Highlights such as “Adolescence” and “Billy” inhabit a lyrical tenderness and melodic freshness that, despite the cheap drum sounds and often clumsy, stiff programming — or perhaps because of those things — transcends time and production aesthetics. In interviews Paddy has explained that he’d rather write another song than learn a new recording software with hipper sounds. And you can tell where his heart is. Several of the songs achieve unpretentious brilliance in earnest, workmanlike ways. Fellow songwriting giants Jimmy Webb (“The Songs of Danny Galway”) and Bob Dylan (“Mysterious”) each get their own enthusiastic tribute song. As always, exquisite, unpredictable melodic turns are plentiful, even as song structures reveal a desire for tidier, more simplistic structures this time around, while several brilliant lyrics linger with you for a long time (“The Old Magician” may just as well be about a struggling husband).
As such, Crimson/Red may very well be Prefab Sprout’s best collection of songs since Jordan: The Comeback. It is also likely Paddy’s most deeply humane and grounded work on record, and unlike anything you’ll hear anywhere nowadays.

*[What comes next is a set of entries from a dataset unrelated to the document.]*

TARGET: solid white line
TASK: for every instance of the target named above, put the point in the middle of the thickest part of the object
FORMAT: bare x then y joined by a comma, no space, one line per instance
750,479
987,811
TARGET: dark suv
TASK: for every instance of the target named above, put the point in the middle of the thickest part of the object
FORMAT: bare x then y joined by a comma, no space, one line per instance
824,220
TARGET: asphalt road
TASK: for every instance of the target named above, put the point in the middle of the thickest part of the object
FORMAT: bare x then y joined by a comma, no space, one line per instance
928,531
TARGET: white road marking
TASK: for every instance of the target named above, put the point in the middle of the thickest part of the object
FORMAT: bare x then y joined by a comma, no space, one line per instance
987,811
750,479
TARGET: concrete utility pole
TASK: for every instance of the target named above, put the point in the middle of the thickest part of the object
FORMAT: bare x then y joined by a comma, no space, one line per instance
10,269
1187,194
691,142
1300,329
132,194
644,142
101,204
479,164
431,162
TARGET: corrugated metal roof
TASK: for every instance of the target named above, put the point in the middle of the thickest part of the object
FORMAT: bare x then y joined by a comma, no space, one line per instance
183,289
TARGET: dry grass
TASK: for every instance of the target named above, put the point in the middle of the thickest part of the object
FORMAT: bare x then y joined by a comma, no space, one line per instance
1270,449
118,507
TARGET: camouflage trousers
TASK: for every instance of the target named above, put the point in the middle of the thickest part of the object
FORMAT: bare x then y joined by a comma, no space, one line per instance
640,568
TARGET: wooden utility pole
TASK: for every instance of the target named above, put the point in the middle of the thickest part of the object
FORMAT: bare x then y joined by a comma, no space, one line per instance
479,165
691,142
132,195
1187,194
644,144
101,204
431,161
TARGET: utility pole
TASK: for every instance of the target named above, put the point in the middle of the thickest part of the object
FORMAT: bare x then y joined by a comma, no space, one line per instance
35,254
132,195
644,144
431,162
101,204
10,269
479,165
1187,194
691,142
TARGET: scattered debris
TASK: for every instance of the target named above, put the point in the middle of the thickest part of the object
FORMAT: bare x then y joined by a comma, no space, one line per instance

The songs that interest me the least, such as the sheeny baroque folk of “Grief Built the Taj Mahal” and “Devil Came a Calling,” a minor key country romp, feel a touch too predictable in their desire to salute specific traditions and fulfill genre obligations, at least considering Paddy’s formidable capacities and ambitions. “Devil…” also finds Paddy veering dangerously close to David Brent territory, both lyrically and vocally. Here he unwittingly enters into a deal with the seductive devil who lives on Fellatio Drive, where women apparently go “down on their knees.” But Paddy’s always had a secret tooth for the corny, perhaps as a natural instinct to balance out his instinctive sophistication. He still likes doing that weird, goofy low voice here and there, and I’m in no position to tell him to stop.
When Crimson/Red leaked online a couple of months ago, several frail fans instantly wrote off the album as a very impressive hoax, partly due to the seemingly untypical use of the word “asshole” in lead single “The Best Jewel Thief in the World” (a songwriter’s pep-talk to himself if I ever heard one). Surely Paddy wouldn’t resort to such language at his age? As it turns out, he would, and fans need not be surprised considering some of the bitter, harsh language displayed on early Prefab Sprout albums. If anything, it’s rather refreshing to hear Paddy’s soft, low croon utter the word “asshole” in 2013.
Once you embrace Crimson/Red’s aesthetic dogma and get past the underselling production values and limited acoustic textures — and I do admit it took me some time to get past the thought of what these songs might sound like in the hands of a producer like Thomas Dolby, Ethan Johns, or what about Oneothrix Point Never? — the album feels like a heartwarming, inspired and inspirational oasis, so out of touch with anything going on anywhere that it might as well be delightful folk music from another planet. Paddy McAloon has blocked out the world entirely, and we are but blessed to get a rare peek into his modest workshop. And there he sits, programming the lamest drums to the most beautiful songs you’ve ever heard. It just feels good to know he’s there.